Some of the key contributions of this dissertation to the field of translation studies are the fact that we compared students and professional translators, developed a fine-grained translation quality assessment approach, and used a combination of state-of-the-art logging tools and advanced statistical methods. The effects of experience in our study were limited, and we suggest looking at specialisation and translator confidence in future work. Our guidelines for translation quality assessment can be found in the appendix, and contain practical instructions for use with brat, an open-source annotation tool. The experiment described in this dissertation is also the first to integrate Inputlog and CASMACAT, making it possible to include information on external resources in the CASMACAT logging files, which can be added to the CRITT Translation Process Research Database.

Moving beyond the methodological contributions, our findings can be integrated in translation teaching, machine translation system development, and translation tool development. Translators need hands-on post-editing experience to get acquainted with common machine translation errors, and students in particular need to be taught successful strategies to spot and solve adequacy issues. Post-editors would greatly benefit from machine translation systems that made fewer coherence errors, meaning shift errors, and grammatical and structural errors. If visual clues are included in a translation tool (e.g., potentially problematic passages or polysemous words), these should be added to the target text. Tools could further benefit from integration with commonly used external resources, such as dictionaries.

In the future, we wish to study the translation and post-editing process in even more detail, taking pause behaviour and regressions into account, as well as look at the passages participants perceived as the most difficult to translate and post-edit. We further wish to gain an even better understanding of the usage of external resources, by looking at the types of queries and by linking queries back to source and target text words.

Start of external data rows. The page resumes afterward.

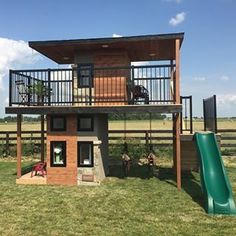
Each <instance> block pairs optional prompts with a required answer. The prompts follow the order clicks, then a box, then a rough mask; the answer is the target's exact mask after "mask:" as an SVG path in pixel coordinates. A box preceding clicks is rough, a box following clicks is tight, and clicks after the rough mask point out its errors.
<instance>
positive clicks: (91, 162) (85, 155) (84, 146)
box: [78, 142, 93, 167]
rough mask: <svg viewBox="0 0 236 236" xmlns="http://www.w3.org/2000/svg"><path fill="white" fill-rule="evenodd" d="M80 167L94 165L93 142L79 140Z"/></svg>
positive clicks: (79, 161) (78, 149)
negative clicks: (88, 141)
mask: <svg viewBox="0 0 236 236" xmlns="http://www.w3.org/2000/svg"><path fill="white" fill-rule="evenodd" d="M78 167H93V142H78Z"/></svg>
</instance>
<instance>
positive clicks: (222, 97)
mask: <svg viewBox="0 0 236 236" xmlns="http://www.w3.org/2000/svg"><path fill="white" fill-rule="evenodd" d="M216 100H217V104H219V105H224V106H225V105H226V106H231V105H236V94H221V95H217V96H216Z"/></svg>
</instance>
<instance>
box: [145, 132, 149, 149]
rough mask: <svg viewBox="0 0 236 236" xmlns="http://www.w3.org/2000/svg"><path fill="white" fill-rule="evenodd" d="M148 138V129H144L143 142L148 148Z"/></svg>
mask: <svg viewBox="0 0 236 236" xmlns="http://www.w3.org/2000/svg"><path fill="white" fill-rule="evenodd" d="M148 139H149V135H148V131H147V130H146V131H145V144H146V148H148V143H149V141H148Z"/></svg>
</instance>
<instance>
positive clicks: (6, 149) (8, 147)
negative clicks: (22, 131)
mask: <svg viewBox="0 0 236 236" xmlns="http://www.w3.org/2000/svg"><path fill="white" fill-rule="evenodd" d="M9 140H10V137H9V132H6V156H8V155H9V154H10V149H9Z"/></svg>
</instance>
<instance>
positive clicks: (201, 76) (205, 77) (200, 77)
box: [193, 76, 206, 81]
mask: <svg viewBox="0 0 236 236" xmlns="http://www.w3.org/2000/svg"><path fill="white" fill-rule="evenodd" d="M193 79H194V80H196V81H205V80H206V77H203V76H200V77H194V78H193Z"/></svg>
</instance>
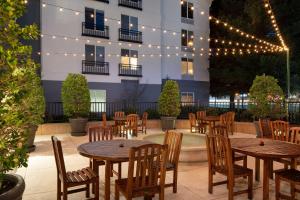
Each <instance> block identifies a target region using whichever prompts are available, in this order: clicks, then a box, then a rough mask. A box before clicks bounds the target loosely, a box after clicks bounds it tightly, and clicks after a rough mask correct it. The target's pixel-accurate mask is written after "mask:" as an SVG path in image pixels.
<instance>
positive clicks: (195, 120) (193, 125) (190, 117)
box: [189, 113, 197, 126]
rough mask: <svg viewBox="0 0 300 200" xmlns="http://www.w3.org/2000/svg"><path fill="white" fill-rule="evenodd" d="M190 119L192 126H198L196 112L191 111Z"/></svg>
mask: <svg viewBox="0 0 300 200" xmlns="http://www.w3.org/2000/svg"><path fill="white" fill-rule="evenodd" d="M189 121H190V125H191V126H196V122H197V121H196V115H195V114H194V113H189Z"/></svg>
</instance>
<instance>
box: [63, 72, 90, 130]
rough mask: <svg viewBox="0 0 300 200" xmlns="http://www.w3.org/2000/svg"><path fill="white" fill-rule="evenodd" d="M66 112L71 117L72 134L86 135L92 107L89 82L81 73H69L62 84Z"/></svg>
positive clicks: (66, 114)
mask: <svg viewBox="0 0 300 200" xmlns="http://www.w3.org/2000/svg"><path fill="white" fill-rule="evenodd" d="M61 96H62V102H63V109H64V114H65V115H66V116H68V117H69V121H70V125H71V131H72V132H71V134H72V135H73V136H81V135H85V127H86V124H87V121H88V118H87V117H88V115H89V112H90V107H91V98H90V92H89V88H88V83H87V80H86V78H85V76H83V75H81V74H69V75H68V76H67V78H66V80H65V81H64V82H63V85H62V92H61Z"/></svg>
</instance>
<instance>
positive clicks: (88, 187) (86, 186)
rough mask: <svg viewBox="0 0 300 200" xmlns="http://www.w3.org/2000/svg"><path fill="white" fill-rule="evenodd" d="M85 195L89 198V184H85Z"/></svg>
mask: <svg viewBox="0 0 300 200" xmlns="http://www.w3.org/2000/svg"><path fill="white" fill-rule="evenodd" d="M85 197H86V198H90V184H86V190H85Z"/></svg>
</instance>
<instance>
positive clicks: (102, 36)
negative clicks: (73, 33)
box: [82, 22, 109, 39]
mask: <svg viewBox="0 0 300 200" xmlns="http://www.w3.org/2000/svg"><path fill="white" fill-rule="evenodd" d="M82 35H83V36H90V37H98V38H105V39H109V27H108V26H104V30H100V29H99V27H97V25H96V24H89V23H85V22H82Z"/></svg>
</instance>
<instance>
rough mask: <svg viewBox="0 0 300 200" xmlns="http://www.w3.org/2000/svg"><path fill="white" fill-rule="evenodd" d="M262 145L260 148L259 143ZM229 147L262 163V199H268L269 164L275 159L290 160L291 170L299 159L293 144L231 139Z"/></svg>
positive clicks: (294, 147)
mask: <svg viewBox="0 0 300 200" xmlns="http://www.w3.org/2000/svg"><path fill="white" fill-rule="evenodd" d="M261 141H263V142H264V145H263V146H261V145H260V142H261ZM230 142H231V147H232V150H233V151H234V152H239V153H243V154H246V155H248V156H253V157H255V158H259V159H262V160H263V161H264V170H263V199H264V200H267V199H269V173H270V164H271V163H272V161H273V159H276V158H290V159H291V161H292V166H291V168H293V169H294V168H295V167H296V162H295V159H296V158H297V157H300V146H299V145H297V144H293V143H288V142H283V141H277V140H271V139H260V138H232V139H230Z"/></svg>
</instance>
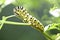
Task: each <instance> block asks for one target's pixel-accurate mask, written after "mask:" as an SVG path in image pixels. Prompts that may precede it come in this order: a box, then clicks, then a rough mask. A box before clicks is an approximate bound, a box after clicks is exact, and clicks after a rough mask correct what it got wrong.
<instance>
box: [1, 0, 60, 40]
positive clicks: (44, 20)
mask: <svg viewBox="0 0 60 40" xmlns="http://www.w3.org/2000/svg"><path fill="white" fill-rule="evenodd" d="M59 4H60V0H58V1H57V0H53V1H52V0H0V20H1V19H2V16H9V15H14V12H13V8H15V7H16V6H23V7H25V8H26V9H27V11H28V12H29V13H30V14H31V15H32V16H34V17H36V18H37V19H38V20H40V21H41V23H42V24H43V25H44V26H46V25H48V24H50V23H60V13H57V14H59V16H58V17H55V16H53V15H51V14H50V13H49V11H50V10H52V11H53V10H55V9H56V8H60V5H59ZM7 20H8V21H15V22H22V20H20V19H18V18H17V17H12V18H10V19H7ZM57 20H58V21H57ZM0 40H47V39H46V38H45V37H44V36H43V35H42V33H40V32H38V31H37V30H35V29H33V28H31V27H30V26H17V25H8V24H4V26H3V27H2V29H1V30H0Z"/></svg>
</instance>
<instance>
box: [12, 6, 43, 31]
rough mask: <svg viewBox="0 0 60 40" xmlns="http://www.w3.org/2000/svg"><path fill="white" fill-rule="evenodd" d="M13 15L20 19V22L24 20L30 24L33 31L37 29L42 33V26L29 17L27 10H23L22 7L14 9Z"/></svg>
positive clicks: (22, 7) (24, 21) (33, 17)
mask: <svg viewBox="0 0 60 40" xmlns="http://www.w3.org/2000/svg"><path fill="white" fill-rule="evenodd" d="M13 11H14V14H15V15H16V16H17V17H18V18H22V20H24V22H26V23H31V26H32V27H33V28H34V29H38V30H40V31H44V26H43V25H42V23H41V22H40V21H39V20H37V19H36V18H35V17H32V15H30V14H29V13H28V12H27V10H26V9H25V8H23V7H22V6H18V7H16V8H14V10H13Z"/></svg>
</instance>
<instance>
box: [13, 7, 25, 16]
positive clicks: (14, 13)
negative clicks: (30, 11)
mask: <svg viewBox="0 0 60 40" xmlns="http://www.w3.org/2000/svg"><path fill="white" fill-rule="evenodd" d="M13 11H14V14H15V15H17V16H18V15H19V16H20V15H21V14H22V13H24V12H26V9H25V8H24V7H23V6H18V7H15V8H14V9H13Z"/></svg>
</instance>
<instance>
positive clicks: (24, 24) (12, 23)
mask: <svg viewBox="0 0 60 40" xmlns="http://www.w3.org/2000/svg"><path fill="white" fill-rule="evenodd" d="M0 21H2V20H0ZM4 23H5V24H12V25H31V24H30V23H19V22H12V21H5V22H4Z"/></svg>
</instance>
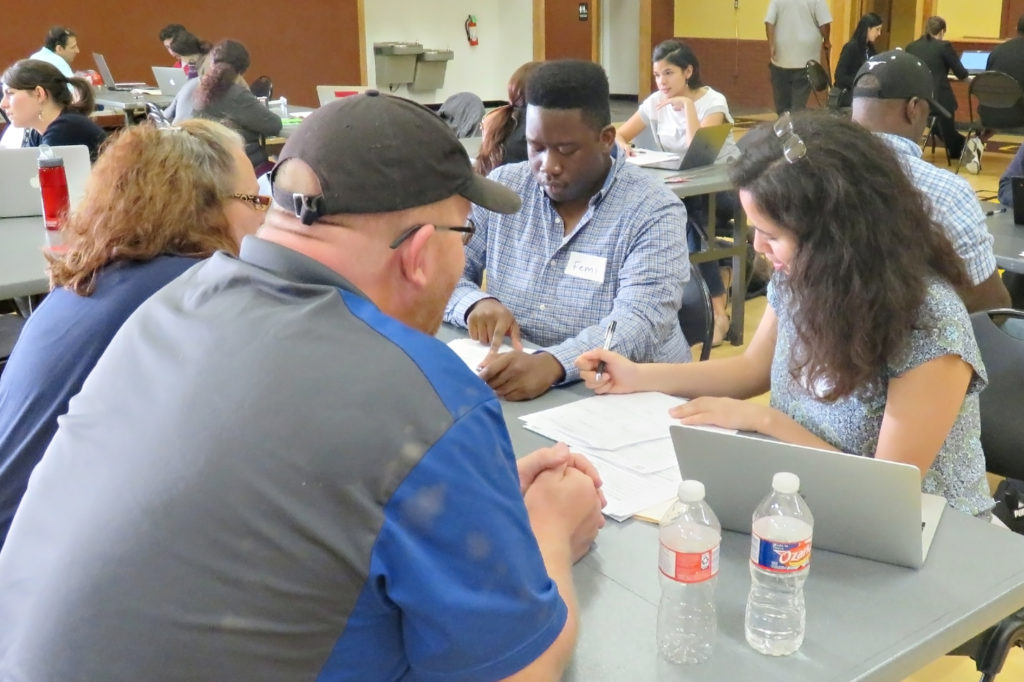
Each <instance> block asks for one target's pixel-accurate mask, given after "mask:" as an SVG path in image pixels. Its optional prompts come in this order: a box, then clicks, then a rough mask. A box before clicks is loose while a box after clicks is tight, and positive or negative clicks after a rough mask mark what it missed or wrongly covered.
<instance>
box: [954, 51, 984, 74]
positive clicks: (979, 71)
mask: <svg viewBox="0 0 1024 682" xmlns="http://www.w3.org/2000/svg"><path fill="white" fill-rule="evenodd" d="M989 54H991V52H990V51H988V50H964V51H963V52H961V63H962V65H964V68H965V69H967V73H969V74H980V73H982V72H983V71H985V70H986V69H987V68H988V55H989Z"/></svg>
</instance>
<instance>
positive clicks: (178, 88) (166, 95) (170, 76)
mask: <svg viewBox="0 0 1024 682" xmlns="http://www.w3.org/2000/svg"><path fill="white" fill-rule="evenodd" d="M153 77H154V78H155V79H157V87H158V88H160V94H162V95H165V96H167V97H173V96H174V95H176V94H177V93H178V92H179V91H180V90H181V88H182V87H183V86H184V84H185V83H187V82H188V75H187V74H185V72H184V70H182V69H178V68H177V67H153Z"/></svg>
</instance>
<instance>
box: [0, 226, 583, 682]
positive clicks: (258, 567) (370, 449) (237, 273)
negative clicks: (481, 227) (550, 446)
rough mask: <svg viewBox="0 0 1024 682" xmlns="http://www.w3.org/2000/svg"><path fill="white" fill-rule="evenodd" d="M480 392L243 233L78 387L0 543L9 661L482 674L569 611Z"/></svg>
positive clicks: (209, 679)
mask: <svg viewBox="0 0 1024 682" xmlns="http://www.w3.org/2000/svg"><path fill="white" fill-rule="evenodd" d="M565 619H566V608H565V605H564V603H563V602H562V600H561V598H560V597H559V595H558V592H557V588H556V586H555V584H554V583H553V581H551V579H550V578H549V577H548V574H547V572H546V570H545V567H544V564H543V562H542V559H541V555H540V551H539V548H538V546H537V542H536V540H535V538H534V536H532V534H531V531H530V528H529V524H528V520H527V516H526V511H525V507H524V506H523V502H522V497H521V495H520V493H519V483H518V477H517V473H516V468H515V461H514V457H513V454H512V449H511V443H510V441H509V438H508V433H507V431H506V429H505V424H504V421H503V419H502V414H501V410H500V407H499V404H498V401H497V399H496V398H495V395H494V393H493V392H492V391H490V389H489V388H487V386H486V385H484V384H483V382H481V381H480V380H479V379H478V378H477V377H475V376H473V374H472V373H471V372H470V371H469V370H468V369H467V368H466V367H465V366H464V365H463V364H462V361H461V360H460V359H459V358H458V357H456V356H455V354H454V353H452V352H451V351H449V350H447V349H446V348H445V347H444V346H443V344H441V343H440V342H439V341H437V340H435V339H433V338H431V337H429V336H426V335H424V334H421V333H420V332H417V331H414V330H412V329H410V328H408V327H406V326H404V325H402V324H400V323H398V322H396V321H394V319H393V318H390V317H388V316H386V315H385V314H383V313H382V312H381V311H380V310H379V309H377V308H376V307H375V306H374V305H373V304H372V303H371V302H370V301H369V300H367V299H366V297H364V296H362V295H361V294H359V292H357V291H356V290H355V289H354V288H353V287H352V286H351V285H350V284H348V283H346V282H345V281H344V280H342V279H341V278H339V275H338V274H337V273H335V272H334V271H332V270H330V269H328V268H326V267H325V266H323V265H321V264H319V263H317V262H315V261H313V260H310V259H308V258H306V257H305V256H302V255H300V254H298V253H296V252H294V251H291V250H289V249H286V248H283V247H280V246H276V245H273V244H270V243H268V242H264V241H261V240H259V239H256V238H247V240H246V242H245V244H244V245H243V249H242V255H241V258H238V259H236V258H232V257H230V256H228V255H226V254H222V253H218V254H216V255H215V256H214V257H213V258H211V259H209V260H208V261H206V262H204V263H203V264H201V265H198V266H196V267H194V268H191V269H189V270H188V271H187V272H185V273H184V274H183V275H181V276H180V278H179V279H177V280H175V281H174V282H173V283H171V284H170V285H168V286H167V287H166V288H164V289H163V290H161V291H160V292H158V293H157V294H156V295H155V296H153V297H152V298H151V299H150V300H148V301H146V302H145V303H144V304H142V305H141V306H140V307H139V308H138V310H136V312H135V313H134V314H133V315H132V316H131V317H130V318H129V319H128V321H127V322H126V323H125V325H124V327H123V328H122V329H121V331H120V332H119V333H118V334H117V336H116V337H115V338H114V340H113V341H112V342H111V345H110V346H109V348H108V350H106V352H105V353H104V354H103V355H102V357H101V358H100V359H99V361H98V364H97V365H96V368H95V370H94V371H93V373H92V374H91V375H90V376H89V378H88V379H87V380H86V382H85V385H84V386H83V388H82V392H81V393H80V394H79V395H77V396H76V397H74V398H73V399H72V400H71V403H70V409H69V413H68V415H66V416H63V417H61V418H60V420H59V429H58V431H57V433H56V435H55V437H54V439H53V441H52V443H51V444H50V447H49V450H48V451H47V452H46V455H45V456H44V458H43V460H42V462H41V463H40V465H39V466H38V467H37V468H36V470H35V472H34V474H33V476H32V479H31V480H30V483H29V487H28V491H27V493H26V496H25V498H24V500H23V502H22V505H20V508H19V509H18V512H17V514H16V516H15V517H14V521H13V524H12V525H11V529H10V534H9V536H8V538H7V542H6V544H5V545H4V547H3V550H2V552H0V624H2V626H0V679H3V680H16V681H23V680H24V681H29V680H32V681H38V680H61V681H62V682H63V681H70V680H90V681H94V680H104V681H105V682H114V681H117V680H131V681H132V682H135V681H137V680H151V681H152V680H182V681H184V680H189V681H193V680H228V681H233V680H239V681H242V680H245V681H246V682H257V681H260V680H267V681H270V680H272V681H274V682H278V681H282V680H313V679H316V680H360V681H366V680H486V679H500V678H503V677H505V676H508V675H510V674H512V673H513V672H515V671H517V670H519V669H521V668H523V667H524V666H525V665H527V664H528V663H529V662H531V660H532V659H534V658H536V657H537V656H538V655H539V654H540V653H542V652H543V651H544V650H546V649H547V648H548V646H549V645H550V644H551V643H552V642H553V641H554V639H555V637H557V635H558V633H559V632H560V631H561V629H562V627H563V625H564V623H565Z"/></svg>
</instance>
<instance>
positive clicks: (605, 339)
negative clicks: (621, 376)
mask: <svg viewBox="0 0 1024 682" xmlns="http://www.w3.org/2000/svg"><path fill="white" fill-rule="evenodd" d="M614 338H615V321H614V319H612V321H611V324H610V325H608V331H607V332H605V333H604V345H603V346H602V347H603V348H604V349H605V350H611V341H612V339H614ZM602 374H604V360H601V361H600V363H598V364H597V380H598V381H600V380H601V375H602Z"/></svg>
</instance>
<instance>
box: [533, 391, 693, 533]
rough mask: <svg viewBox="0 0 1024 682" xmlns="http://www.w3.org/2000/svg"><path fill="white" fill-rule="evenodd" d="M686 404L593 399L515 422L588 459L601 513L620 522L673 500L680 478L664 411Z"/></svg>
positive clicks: (659, 393) (676, 397) (646, 398)
mask: <svg viewBox="0 0 1024 682" xmlns="http://www.w3.org/2000/svg"><path fill="white" fill-rule="evenodd" d="M685 401H686V400H685V399H684V398H679V397H675V396H672V395H666V394H665V393H653V392H643V393H629V394H625V395H595V396H594V397H589V398H584V399H582V400H577V401H574V402H569V403H567V404H563V406H559V407H557V408H552V409H550V410H544V411H542V412H536V413H532V414H530V415H526V416H524V417H521V418H520V419H522V421H523V425H524V426H525V427H526V428H527V429H529V430H530V431H536V432H537V433H540V434H541V435H544V436H547V437H549V438H552V439H553V440H561V441H563V442H565V443H567V444H568V445H569V447H570V449H571V450H572V451H573V452H577V453H581V454H583V455H586V456H587V457H588V458H590V460H591V462H593V464H594V466H595V467H596V468H597V470H598V472H599V473H600V474H601V479H602V480H603V482H604V485H603V488H602V489H603V491H604V497H605V498H606V499H607V501H608V504H607V506H606V507H605V508H604V513H605V514H606V515H607V516H609V517H611V518H613V519H615V520H616V521H622V520H623V519H626V518H629V517H631V516H633V515H634V514H637V513H638V512H641V511H643V510H646V509H648V508H649V507H651V506H652V505H658V504H664V503H665V502H666V501H667V500H671V499H672V498H673V497H675V495H676V488H677V487H678V486H679V481H680V475H679V466H678V464H677V462H676V452H675V449H674V447H673V445H672V439H671V438H670V437H669V426H670V425H671V424H673V423H675V420H673V419H672V418H671V417H669V409H670V408H673V407H675V406H678V404H680V403H682V402H685Z"/></svg>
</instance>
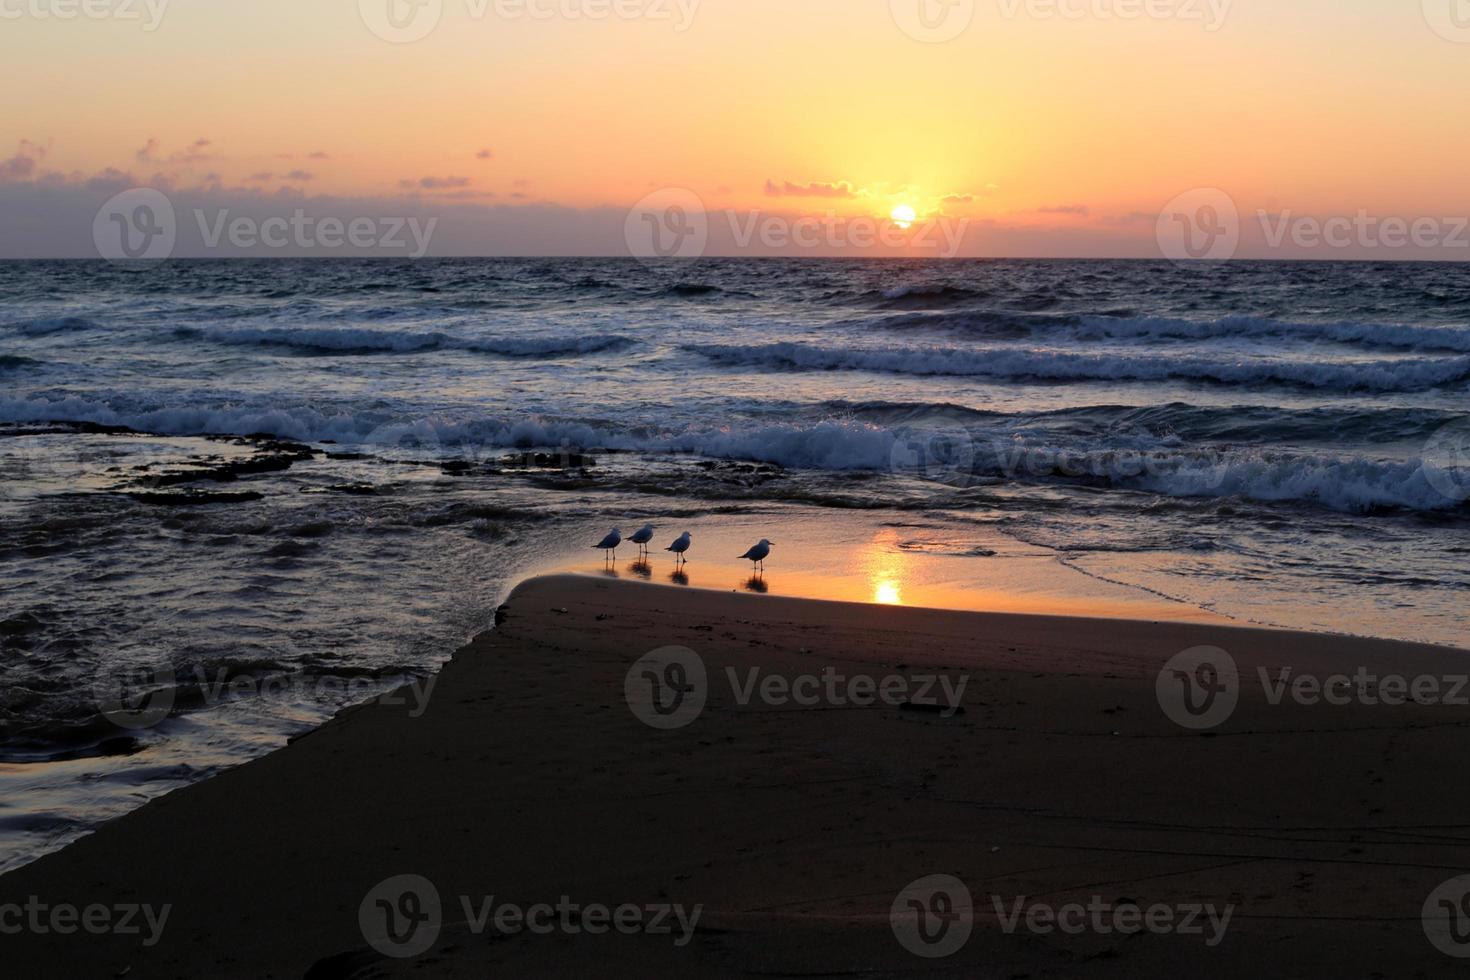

While our findings are limited to the post-editing and human translation of general text types from English into Dutch, we believe our methodology can be applied to different settings, with different language pairs. It is only by studying both processes in many different situations and by comparing findings that we will be able to develop tools and create courses that better suit translators' needs. This, in turn, will make for better, and happier, future generations of translators.